# Letting agency and utility bills



## Puglife (Nov 6, 2015)

I wonder if anyone can help, please?

So we rent a student property through a letting agency. Before we moved in we tried to arrange bills in our names from the start of the tenancy date. However, when trying to we couldn't as the house was under a business account. 

Having spoken to the letting agency we were told they paid all the houses they managed in one go and then send us an invoice for our usage. This seemed odd but accepted it as they said it was cheaper for us as they got a business discount.

One quarter passed and no bills- enquired and said they were having issues and would get it to us ASAP.

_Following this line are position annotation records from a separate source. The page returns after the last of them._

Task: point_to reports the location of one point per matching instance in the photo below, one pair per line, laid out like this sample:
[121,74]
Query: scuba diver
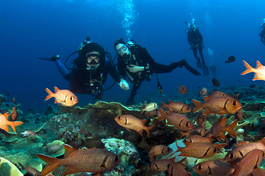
[136,63]
[195,39]
[90,69]
[262,32]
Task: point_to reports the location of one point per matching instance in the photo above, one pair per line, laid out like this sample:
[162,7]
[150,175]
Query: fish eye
[231,156]
[199,167]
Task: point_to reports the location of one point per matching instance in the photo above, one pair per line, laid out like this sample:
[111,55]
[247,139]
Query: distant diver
[90,69]
[195,39]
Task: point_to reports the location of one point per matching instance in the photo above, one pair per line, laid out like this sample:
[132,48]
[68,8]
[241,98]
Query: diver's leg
[130,101]
[199,65]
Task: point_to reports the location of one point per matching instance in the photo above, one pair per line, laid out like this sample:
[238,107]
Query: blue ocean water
[43,28]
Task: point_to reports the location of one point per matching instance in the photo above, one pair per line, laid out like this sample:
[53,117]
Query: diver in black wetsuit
[195,39]
[90,70]
[262,33]
[136,63]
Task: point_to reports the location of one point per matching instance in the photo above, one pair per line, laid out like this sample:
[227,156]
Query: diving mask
[122,49]
[92,61]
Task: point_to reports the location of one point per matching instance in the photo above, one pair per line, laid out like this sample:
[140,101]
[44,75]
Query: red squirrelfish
[64,97]
[85,160]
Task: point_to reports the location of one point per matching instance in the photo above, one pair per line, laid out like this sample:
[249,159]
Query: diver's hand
[124,85]
[135,68]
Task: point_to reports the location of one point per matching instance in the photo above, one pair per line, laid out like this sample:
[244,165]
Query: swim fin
[50,58]
[205,70]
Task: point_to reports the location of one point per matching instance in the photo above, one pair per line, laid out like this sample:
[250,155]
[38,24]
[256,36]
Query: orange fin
[53,163]
[147,129]
[68,150]
[163,114]
[163,105]
[6,115]
[50,94]
[14,124]
[248,70]
[198,107]
[230,128]
[170,101]
[56,89]
[258,64]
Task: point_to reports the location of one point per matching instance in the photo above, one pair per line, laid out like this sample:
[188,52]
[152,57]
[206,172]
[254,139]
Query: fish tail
[248,70]
[50,94]
[162,113]
[14,124]
[53,163]
[147,129]
[230,128]
[198,107]
[163,105]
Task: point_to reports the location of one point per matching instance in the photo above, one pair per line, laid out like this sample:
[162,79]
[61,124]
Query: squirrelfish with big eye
[213,167]
[240,151]
[64,97]
[159,150]
[179,121]
[249,162]
[178,107]
[219,105]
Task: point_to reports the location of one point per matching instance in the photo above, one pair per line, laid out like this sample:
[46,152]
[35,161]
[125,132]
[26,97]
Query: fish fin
[53,163]
[181,162]
[68,170]
[6,115]
[163,114]
[248,68]
[219,146]
[170,111]
[56,89]
[68,150]
[14,124]
[223,121]
[206,99]
[258,64]
[141,133]
[163,105]
[23,168]
[50,94]
[206,111]
[6,128]
[256,78]
[147,129]
[198,107]
[230,128]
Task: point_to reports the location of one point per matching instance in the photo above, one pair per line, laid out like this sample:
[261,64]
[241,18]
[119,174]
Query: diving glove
[50,58]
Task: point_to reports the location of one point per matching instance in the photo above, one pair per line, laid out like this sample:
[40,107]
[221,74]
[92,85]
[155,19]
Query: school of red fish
[241,160]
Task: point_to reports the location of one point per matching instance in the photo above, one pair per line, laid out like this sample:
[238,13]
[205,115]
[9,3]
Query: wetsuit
[141,57]
[83,81]
[195,39]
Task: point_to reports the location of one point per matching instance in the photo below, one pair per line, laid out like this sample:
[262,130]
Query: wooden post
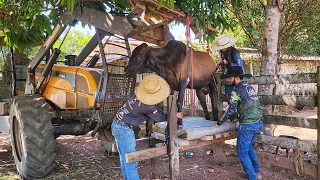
[173,144]
[220,101]
[318,131]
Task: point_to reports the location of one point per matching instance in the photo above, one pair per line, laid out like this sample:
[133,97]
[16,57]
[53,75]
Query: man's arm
[155,113]
[234,100]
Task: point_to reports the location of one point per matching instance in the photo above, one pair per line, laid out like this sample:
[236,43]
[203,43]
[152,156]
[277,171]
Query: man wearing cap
[229,55]
[244,101]
[152,90]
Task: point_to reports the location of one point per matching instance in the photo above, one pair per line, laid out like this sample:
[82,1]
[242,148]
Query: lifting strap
[189,60]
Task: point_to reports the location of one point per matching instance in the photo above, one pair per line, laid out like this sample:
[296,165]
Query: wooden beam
[137,11]
[318,125]
[283,79]
[279,161]
[303,122]
[146,154]
[172,144]
[162,150]
[305,146]
[289,100]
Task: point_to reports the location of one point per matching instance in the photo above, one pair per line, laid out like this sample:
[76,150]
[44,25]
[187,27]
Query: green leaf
[160,4]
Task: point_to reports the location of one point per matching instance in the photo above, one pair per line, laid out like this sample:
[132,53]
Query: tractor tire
[32,136]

Fast forward 3 months, (7 months after moving in) and we now have a bill after months of pestering. The bill is quite large and £160 more than expected having been told a price (bill date up to feb) in March that they'd looked up but hadn't given us a formal statement.

Now okay I accept things can go wrong, but I am annoyed it takes 6 months to get us a bill. (especially as we could have adjusted our utility use after the first 3 months).

But to add salt in the wounds the tariff we have been charged is working out much more expensive than a tariff we could have sorted ourselves. So this price advantage they spoke of is not true to a tune of £150 by my calculations.

My questions are
- is it fair to be forced into a utility bill arrangement we did not want?
- can they leave it so long then expect payment ASAP (we have the money as budgeted but morally not fair?)
-Is there anything we can do, as I'm peeved the arrangement is costing us more than going direct to the same supplier
-Any advise on where to get professional advise from?

Many thanks!


----------



## Clancy (Jul 21, 2013)

What's in your tenancy agreement ? If you signed for this deal your stuck with it 

Depends how it's worded


----------